# How to memorize the corners for pochman?



## Harris Chan (Jan 21, 2007)

I know how it's done with the open eyes...but I'm not quite sure what to memorize...cause right now I'm orientating the corners and do 3 cycle...


----------



## devlin (Jan 22, 2007)

chan, chan, chan...


----------



## KJiptner (Jan 22, 2007)

> _Originally posted by devlin_@Jan 22 2007, 07:18 PM
> * chan, chan, chan... *


 devlin... please... harris' cbox is enough. keep out!


----------



## dbeyer (Jan 25, 2007)

you memorize not only what piece. But what sticker you have on that piece. Then when you solve it, you'll get the next piece and the sticker that was in the location of the sticker you just solved. 
If you solve the buffer edge. Then you'll have to shoot that corner out to another location, starting a new cycle at an unsolved location. When you'd normally do a dbl corner swap, or start a new cycle by just rotating the cube, 2-cyclist must do as stated above. That is our means of starting a new cycle on the corners. I personally orient corners that are permuted, however disoriented w/ two 2-cycles. I could use orientaition algs, which could be faster ... but who knows. 
I'm stepping up my game ... learning 3 new 2-cycles and a 3-cycle system as well.

Later,
Daniel Beyer


----------



## Sniph (Feb 26, 2007)

I am having the same kind of problem.. sort of. I memorize objects for colors, like YG is banana. I can do this for edges just fine, but I guess I don't know how to memorize the corners. Do i have to memorize the whole corner, or do i just memorize one thing? Still not sure.


----------



## icke (Jun 1, 2007)

i just started too and have the same problems. do i use different objects (three for each corner) depending on with color the frontside is? and the same with edges too. how do i know which setup move i have to do?


----------



## Harris Chan (Jun 2, 2007)

Ok so now I understood it (with the help of Derrick Eide!)...

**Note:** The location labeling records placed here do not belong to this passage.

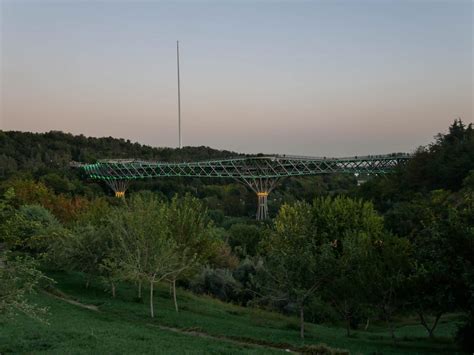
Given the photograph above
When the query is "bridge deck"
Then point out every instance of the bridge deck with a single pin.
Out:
(255, 167)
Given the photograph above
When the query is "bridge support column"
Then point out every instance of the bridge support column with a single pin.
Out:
(118, 186)
(262, 187)
(262, 209)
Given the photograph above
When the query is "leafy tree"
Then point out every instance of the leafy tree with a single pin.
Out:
(148, 253)
(244, 238)
(19, 276)
(440, 239)
(298, 258)
(189, 228)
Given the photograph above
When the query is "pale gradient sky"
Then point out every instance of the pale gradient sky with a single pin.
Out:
(327, 78)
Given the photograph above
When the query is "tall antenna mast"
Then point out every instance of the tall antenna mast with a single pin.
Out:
(179, 95)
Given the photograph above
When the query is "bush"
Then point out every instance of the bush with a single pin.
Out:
(319, 311)
(219, 283)
(464, 335)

Scramble this with W = U and G = F

L B' L2 B L B' L U B2 L D' B U F2 L U' R2 B U' L R' F D F U2

Looking at the U sticker of UBL, it is green and it needs to go to UFL. 
The green sticker of UBL needs to go to the F sticker of UFL. 
The F sticker of UFL is orange. It needs to go to the L sticker of DBL.
The L sticker of DBL is yellow. It needs to go to the D sticker of DFR. 
...And so on...does that kinda make sense? 

So you would memorize...GOY, but the actual position is visual. The letters tell which colour of the corner you would have to put into the R of DFR and apply the algo. 

So...

1 st corner => UFL (G) => F' D (algo) D' F
2nd corner => DBL (O) => D2 (algo) D2


----------